Blue Embers

Il arrive parfois que les évènements les plus anodins engendrent les plus grands bouleversements…

1908 : un refus aux Beaux-Arts de Vienne et le monde s’en va en guerre !

1912 : Les montagnes s’écartent et la terre tremble à  la naissance du futur phare de la patrie Kim Il-sung,

1961 : Un mec rencontre une vieille connaissance chargée de disques de blues sur un quai de gare !

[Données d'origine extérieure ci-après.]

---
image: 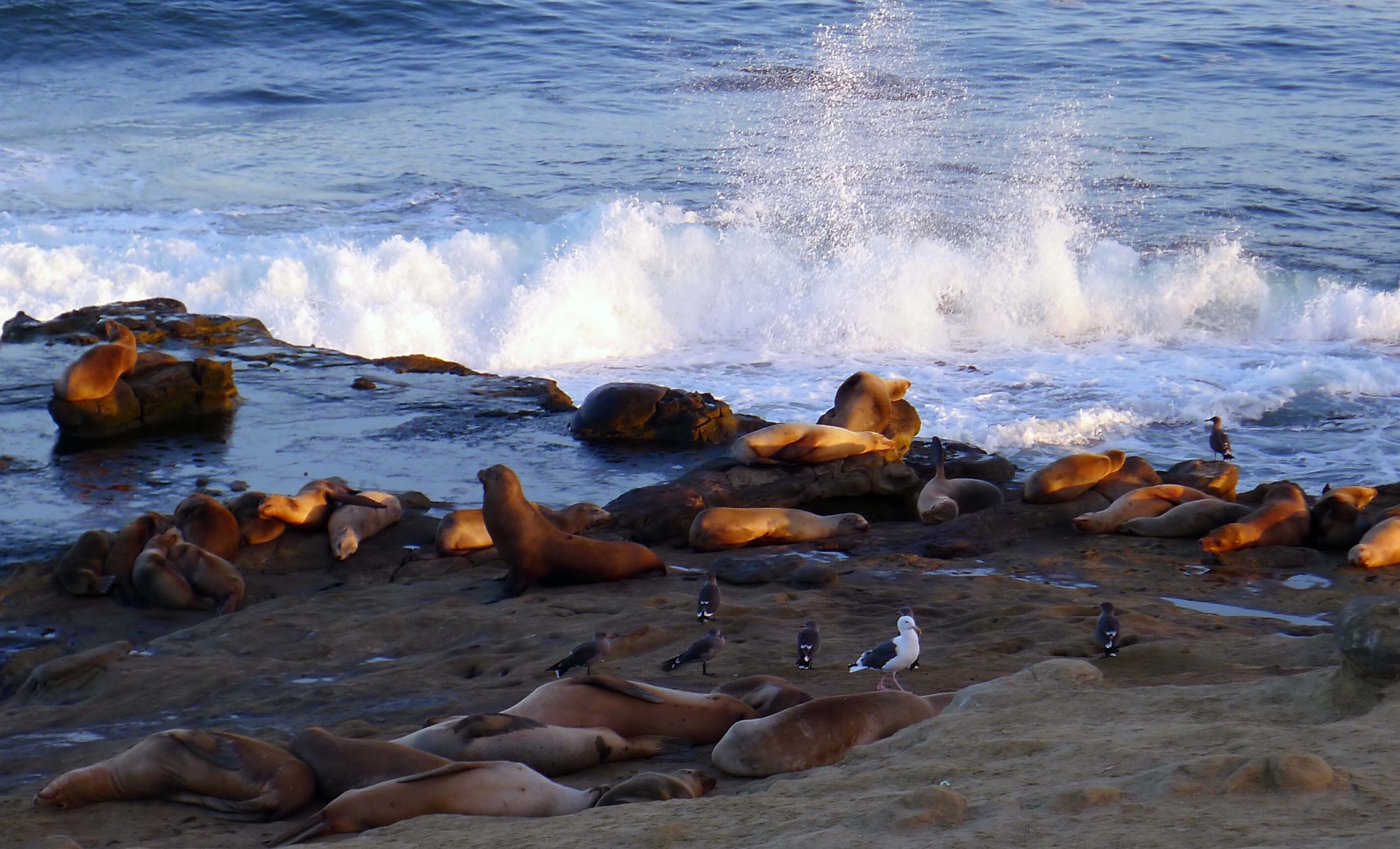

1969 : Un petit champ américain devient en trois jours « Zone sinistrée » !

2010 : Cinq mecs se battent pour un pot de Nutella, mais c’est la Rock’n’Roll Resistance qui tient conseil pour son prochain plan d’attaque.

Blue Embers, c’est avant tout deux frères…

D’abord il y a Jean, le dictateur diva qui rêve de blitzkriegs endiablées au coin du feu tout en sirotant sa verveine entre deux chants patriotes.

Ensuite, il y a Charles, le cogneur qui ne s’intéresse qu’à  ses toms et ses cymbales. Il frappe sévère et on ne lui en demande pas plus.

Et comme s’il n’y avait pas déjà  assez de conflits entre ces deux là , ils se sont alloué les services des pires catins de France et de Navarre pour parfaire la formation.

Ils ont d’abord mis la main sur Nico au look imparable de Cow-Boy gigolo tout droit sorti des trottoirs des 70?s. Lorsque ce fougueux riffeur daigne lâcher sa guitare et son Marshall, il assure au groupe un ravitaillement continu en mauvaises blagues.

Pour boucler la section rythmique, il a fallu ramasser un bassiste. Théo, alias « Gromi » se trouvait au bord du désert, avec son tee shirt Led Zeppelin en train de changer sa corde de Mi. Cet énergumène assure toujours, pourvu qu’il soit bien nourri en viande crue et qu’il puisse piller le frigo de Jean.

Enfin, le dernier venu: Valentin. Guitariste à  l’humour qui ne fait rire que lui, porté sur la boisson, et étant le seul à  posséder une guitare en peau de python. Son principal atout : Il garde la crinière douce et soyeuse avec un volume digne d’un spot l’Oréal.

Riffs hard rock imparables et mélodies incisives. Le son : écorché vif. Si Blue Embers est teinté de vintage, il reste provoc’ et dans l’air du temps. Il suffit d’écouter, No Time, My World et Rock’N’Love pour s’en rendre compte.

Vous l’aurez compris : Blue Embers c’est cinq mecs qui n’auraient jamais du se rencontrer et qui pourtant sont déjà  en tête des charts de plusieurs pays : Andorre, Le Vatican, Saint Pierre et Miquelon, les terres australes françaises et la Prusse Orientale.

Blue Embers on adore ou aime et surtout on s’en souvient.